The community psychiatry home support increased, the suicidal drops worsened and the impulsive agitation became more frequent. It was time to admit that my family and friends couldn’t help anymore.
I needed professional help. I needed admittance to a psychiatric hospital.
My normal moments are filled with writing, socializing with wonderful people with a range of diagnoses and dealing with their daily battles. The hospital is different to when I was admitted back in 2013 and we have more chill out rooms with a lovely bunch of nurses.
I am recognizing the signs of my ‘episodes’ and getting straight to the nurses for medication, which is helping me avoid the ‘peaks’ of distress.
I have a big consultation coming up with psychiatrists where they are finally reviewing all my medication. I am hoping the side effects are few as I’ve had many experiences with itchy skin, headaches, emotional disconnection, oversleeping, agitation and aggression. I think anyone with a bipolar diagnosis on medication would agree with this!
I promised myself I would always stay hopeful with my writing so I thought I’d end on this. I have been searching for a little voice to spur me on, give me hope and when I ask myself for help I’ve been waiting for an answer.
The answer is this: I’m still here. And I will be OK.
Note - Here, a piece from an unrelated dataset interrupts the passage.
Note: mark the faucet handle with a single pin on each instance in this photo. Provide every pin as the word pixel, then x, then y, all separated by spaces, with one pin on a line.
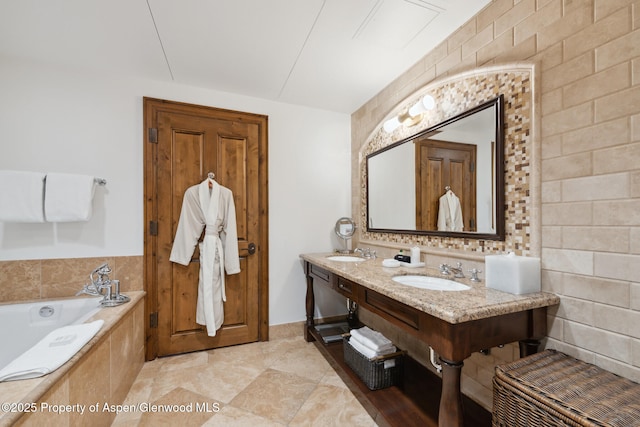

I think I’ve been looking too inwards for that little voice. My hope comes from my body riding the episodes naturally. I have introduced safe self-harm strategies and with the nurses support I am working through the difficult times. My body is responding and fighting each episode.
The key is recognizing it’s the illness, it’s not me and it will pass. When I ask for help there may not be a little voice, but the world is screaming it to me. Look at the writing I’m proud of, my wonderful friends, beautiful niece, ambition to succeed, being independent, being obsessed with fashion and laughing! The joys of breaking silence with a funny joke – particularly in a psychiatric hospital – can bring a smile, join a community and create an understanding that things will be OK.
And they will be.
I understand my personal case is quite extreme but if this is just ‘up and down’ then I ask a person to walk in my shoes for a day. Or anyone else’s who has to cope with bipolar. I am a good person and a hard worker but this happened to me. This illness is not selective and it isn’t my fault but it does bring its continual challenges, often unknown to most.
I will say this. Always stay hopeful. One nurse said to me today, “You will make that crossover to hope,” and she’s right. I have because I’ve reminded myself of my self-worth and value as a person.
I hope others feel the same and less of us are undermined as simply being ‘up and down.’